А она-то думала, глупая, что уже сполна расплатилась за своеволие, — когда чуть не умерла от лихорадки в лесу над Волховом, когда мучилась, чувствуя, что от разлуки с Вольгой сердце разрывается и сама душа по капле утекает вместе со слезами… Но расплата настигла ее сейчас — здесь, в этой тесной сырой бане, с двумя детьми на руках, из-за которых теперь ей придется умереть не один, а три раза, тридцать раз!

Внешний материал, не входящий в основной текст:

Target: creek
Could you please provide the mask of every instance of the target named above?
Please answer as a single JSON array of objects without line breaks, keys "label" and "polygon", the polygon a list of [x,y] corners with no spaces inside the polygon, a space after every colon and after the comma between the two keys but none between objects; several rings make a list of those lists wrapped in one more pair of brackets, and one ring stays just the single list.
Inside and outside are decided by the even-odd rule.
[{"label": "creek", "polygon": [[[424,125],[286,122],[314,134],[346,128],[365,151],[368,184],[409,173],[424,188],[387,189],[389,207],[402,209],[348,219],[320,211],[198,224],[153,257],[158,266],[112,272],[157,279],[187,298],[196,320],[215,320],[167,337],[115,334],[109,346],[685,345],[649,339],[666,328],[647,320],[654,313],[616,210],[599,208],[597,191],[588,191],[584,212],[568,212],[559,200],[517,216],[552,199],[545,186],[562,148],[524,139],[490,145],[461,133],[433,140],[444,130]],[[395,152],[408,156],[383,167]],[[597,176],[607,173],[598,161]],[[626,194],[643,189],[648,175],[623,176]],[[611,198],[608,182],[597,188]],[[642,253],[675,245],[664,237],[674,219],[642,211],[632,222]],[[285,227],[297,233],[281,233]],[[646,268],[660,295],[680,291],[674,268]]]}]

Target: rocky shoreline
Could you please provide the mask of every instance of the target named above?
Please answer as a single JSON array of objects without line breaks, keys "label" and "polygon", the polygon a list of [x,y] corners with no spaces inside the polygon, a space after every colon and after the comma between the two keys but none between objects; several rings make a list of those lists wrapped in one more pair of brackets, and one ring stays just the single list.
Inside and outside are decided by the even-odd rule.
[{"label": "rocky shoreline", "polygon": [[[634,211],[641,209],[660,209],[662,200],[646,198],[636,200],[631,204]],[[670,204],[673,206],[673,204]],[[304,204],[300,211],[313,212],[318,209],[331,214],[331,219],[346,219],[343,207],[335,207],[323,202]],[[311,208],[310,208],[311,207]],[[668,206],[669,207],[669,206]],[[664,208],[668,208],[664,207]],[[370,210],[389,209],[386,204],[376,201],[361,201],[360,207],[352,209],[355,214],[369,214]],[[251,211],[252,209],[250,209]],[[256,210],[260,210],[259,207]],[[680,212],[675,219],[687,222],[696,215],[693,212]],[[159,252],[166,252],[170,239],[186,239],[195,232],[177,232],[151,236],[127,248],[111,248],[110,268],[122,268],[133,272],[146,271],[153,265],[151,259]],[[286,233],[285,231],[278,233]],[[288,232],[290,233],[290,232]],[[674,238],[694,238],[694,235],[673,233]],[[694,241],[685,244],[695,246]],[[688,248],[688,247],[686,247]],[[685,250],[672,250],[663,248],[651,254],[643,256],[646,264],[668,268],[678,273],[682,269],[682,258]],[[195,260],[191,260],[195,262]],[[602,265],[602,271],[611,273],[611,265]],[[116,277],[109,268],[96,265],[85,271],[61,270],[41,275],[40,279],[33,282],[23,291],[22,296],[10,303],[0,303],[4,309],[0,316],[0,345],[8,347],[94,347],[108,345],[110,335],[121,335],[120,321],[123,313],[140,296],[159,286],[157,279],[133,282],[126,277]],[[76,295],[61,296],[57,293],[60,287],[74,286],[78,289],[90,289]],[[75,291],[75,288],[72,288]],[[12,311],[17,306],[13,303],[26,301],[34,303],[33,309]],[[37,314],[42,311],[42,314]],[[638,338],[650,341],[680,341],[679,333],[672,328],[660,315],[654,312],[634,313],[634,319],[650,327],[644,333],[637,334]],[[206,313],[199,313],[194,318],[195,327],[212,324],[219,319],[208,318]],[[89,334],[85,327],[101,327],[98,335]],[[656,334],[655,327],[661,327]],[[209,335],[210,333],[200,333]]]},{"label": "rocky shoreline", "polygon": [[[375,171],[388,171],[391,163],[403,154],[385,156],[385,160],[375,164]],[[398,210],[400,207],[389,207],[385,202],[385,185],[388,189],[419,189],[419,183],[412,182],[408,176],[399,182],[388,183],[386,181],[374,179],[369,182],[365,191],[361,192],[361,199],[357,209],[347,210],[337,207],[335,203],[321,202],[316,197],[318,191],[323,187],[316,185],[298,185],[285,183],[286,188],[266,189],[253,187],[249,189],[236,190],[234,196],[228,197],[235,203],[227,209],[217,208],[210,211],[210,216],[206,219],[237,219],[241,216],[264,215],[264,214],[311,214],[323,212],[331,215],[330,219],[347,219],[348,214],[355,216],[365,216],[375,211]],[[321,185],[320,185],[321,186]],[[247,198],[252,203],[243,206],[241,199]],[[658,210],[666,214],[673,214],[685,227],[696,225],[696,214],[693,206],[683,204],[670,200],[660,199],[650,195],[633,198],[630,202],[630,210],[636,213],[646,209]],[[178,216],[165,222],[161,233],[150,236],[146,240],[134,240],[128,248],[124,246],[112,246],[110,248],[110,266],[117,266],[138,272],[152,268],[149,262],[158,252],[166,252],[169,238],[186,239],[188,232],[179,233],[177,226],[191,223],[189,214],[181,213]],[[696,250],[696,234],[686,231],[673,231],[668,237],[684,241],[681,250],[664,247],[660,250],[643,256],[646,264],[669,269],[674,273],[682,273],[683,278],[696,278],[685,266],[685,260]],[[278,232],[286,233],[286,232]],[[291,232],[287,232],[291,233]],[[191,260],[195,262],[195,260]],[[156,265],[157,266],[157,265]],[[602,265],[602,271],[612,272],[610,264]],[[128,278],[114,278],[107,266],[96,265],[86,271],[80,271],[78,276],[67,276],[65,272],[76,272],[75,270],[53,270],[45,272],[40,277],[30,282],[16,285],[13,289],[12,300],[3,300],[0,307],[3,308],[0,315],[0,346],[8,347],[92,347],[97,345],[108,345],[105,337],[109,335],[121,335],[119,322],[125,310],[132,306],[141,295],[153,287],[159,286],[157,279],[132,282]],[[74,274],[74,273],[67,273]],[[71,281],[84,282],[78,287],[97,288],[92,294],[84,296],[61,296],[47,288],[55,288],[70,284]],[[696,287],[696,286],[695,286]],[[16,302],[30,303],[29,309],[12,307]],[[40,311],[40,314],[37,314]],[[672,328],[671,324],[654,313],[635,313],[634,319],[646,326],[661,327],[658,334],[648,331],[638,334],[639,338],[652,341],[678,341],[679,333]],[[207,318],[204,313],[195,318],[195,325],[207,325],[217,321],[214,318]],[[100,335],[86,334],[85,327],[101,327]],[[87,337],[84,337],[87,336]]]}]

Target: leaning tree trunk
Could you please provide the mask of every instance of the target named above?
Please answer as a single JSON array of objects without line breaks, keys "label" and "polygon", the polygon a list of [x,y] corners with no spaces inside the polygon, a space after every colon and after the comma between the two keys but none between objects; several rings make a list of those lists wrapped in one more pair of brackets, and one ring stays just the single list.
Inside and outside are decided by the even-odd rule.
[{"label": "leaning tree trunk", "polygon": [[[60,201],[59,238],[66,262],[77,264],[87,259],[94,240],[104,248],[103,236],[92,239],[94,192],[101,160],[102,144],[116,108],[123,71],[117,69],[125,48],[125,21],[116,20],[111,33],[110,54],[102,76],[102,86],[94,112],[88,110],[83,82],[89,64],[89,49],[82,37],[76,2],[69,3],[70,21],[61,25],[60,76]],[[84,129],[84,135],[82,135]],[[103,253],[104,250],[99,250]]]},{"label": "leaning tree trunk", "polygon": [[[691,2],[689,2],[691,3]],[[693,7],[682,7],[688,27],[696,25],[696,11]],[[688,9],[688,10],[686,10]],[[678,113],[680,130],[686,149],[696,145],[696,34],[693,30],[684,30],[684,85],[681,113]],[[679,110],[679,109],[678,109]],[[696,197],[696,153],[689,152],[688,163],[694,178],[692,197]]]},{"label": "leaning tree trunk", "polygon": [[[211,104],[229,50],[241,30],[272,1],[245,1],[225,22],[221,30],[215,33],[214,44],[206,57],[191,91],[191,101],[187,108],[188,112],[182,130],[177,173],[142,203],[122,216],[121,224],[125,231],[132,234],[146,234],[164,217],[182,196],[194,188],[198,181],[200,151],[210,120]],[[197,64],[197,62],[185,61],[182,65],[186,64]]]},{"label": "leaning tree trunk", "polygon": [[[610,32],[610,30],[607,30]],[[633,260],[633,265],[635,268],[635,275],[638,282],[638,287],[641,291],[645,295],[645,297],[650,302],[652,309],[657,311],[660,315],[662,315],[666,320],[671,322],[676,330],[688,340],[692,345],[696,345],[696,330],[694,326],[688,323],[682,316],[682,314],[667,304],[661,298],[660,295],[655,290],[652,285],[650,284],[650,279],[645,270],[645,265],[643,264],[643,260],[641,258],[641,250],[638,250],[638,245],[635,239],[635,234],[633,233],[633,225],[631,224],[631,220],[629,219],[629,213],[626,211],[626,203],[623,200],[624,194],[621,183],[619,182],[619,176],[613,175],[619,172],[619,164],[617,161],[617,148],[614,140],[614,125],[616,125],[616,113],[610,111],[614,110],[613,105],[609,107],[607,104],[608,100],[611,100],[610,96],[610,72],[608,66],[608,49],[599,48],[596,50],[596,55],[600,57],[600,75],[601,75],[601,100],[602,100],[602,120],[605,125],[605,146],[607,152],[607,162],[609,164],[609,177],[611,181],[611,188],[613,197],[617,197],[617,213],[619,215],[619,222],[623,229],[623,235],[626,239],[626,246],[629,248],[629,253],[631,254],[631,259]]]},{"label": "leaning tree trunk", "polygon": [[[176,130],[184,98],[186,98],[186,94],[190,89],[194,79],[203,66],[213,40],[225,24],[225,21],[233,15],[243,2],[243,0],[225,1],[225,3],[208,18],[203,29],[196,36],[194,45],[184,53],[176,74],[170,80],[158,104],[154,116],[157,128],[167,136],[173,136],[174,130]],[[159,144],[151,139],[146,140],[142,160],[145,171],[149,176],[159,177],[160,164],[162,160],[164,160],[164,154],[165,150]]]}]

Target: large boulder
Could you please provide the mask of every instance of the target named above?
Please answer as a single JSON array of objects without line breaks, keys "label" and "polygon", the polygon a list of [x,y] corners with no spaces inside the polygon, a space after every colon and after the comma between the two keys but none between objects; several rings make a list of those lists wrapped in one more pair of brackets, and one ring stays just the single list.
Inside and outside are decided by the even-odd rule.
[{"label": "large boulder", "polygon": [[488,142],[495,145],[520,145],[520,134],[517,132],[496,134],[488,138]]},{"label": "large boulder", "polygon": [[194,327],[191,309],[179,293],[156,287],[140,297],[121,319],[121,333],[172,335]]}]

И в то же время ей почти не верилось, что она снова увидит Вольгу. Его образ остался там, в давно ушедшей жизни. Той юной девушки, «искорки», как звала ее мать, девушки, что клялась Вольге в любви, давно уже нет — она умерла, ее место заняла женщина, жена, мать… Когда Дивляна вспоминала те дни, сердце замирало от внутреннего отзвука давно забытой нежности, горячего юного чувства влечения и прочных надежд на близкое счастье… но тот Вольга, которого она помнила, тоже остался там, в прошлой жизни. Каков он нынешний, она не могла себе представить. И знала одно: призракам прошлого лучше оставаться в прошлом. Вторгаясь в настоящее, они, как зловредные навьи, губят и разрушают все…
Враги появились на третий день — Вольга, как ни спешил, вел за собой все свое войско и потому двигался медленнее. Одд с дружиной руси и полотеских кривичей остался в Киеве, но и плесковской рати хватило на то, чтобы обложить все обитаемые вершины коростеньских круч и занять те из них, где не было защитных стен, — впрочем, жители со скотом и пожитками уже перебрались оттуда в город. По пути кривичи разграбили несколько прибрежных весей, привели с собой полон, захваченный скот. К небу потянулись дымы костров, застучали топоры.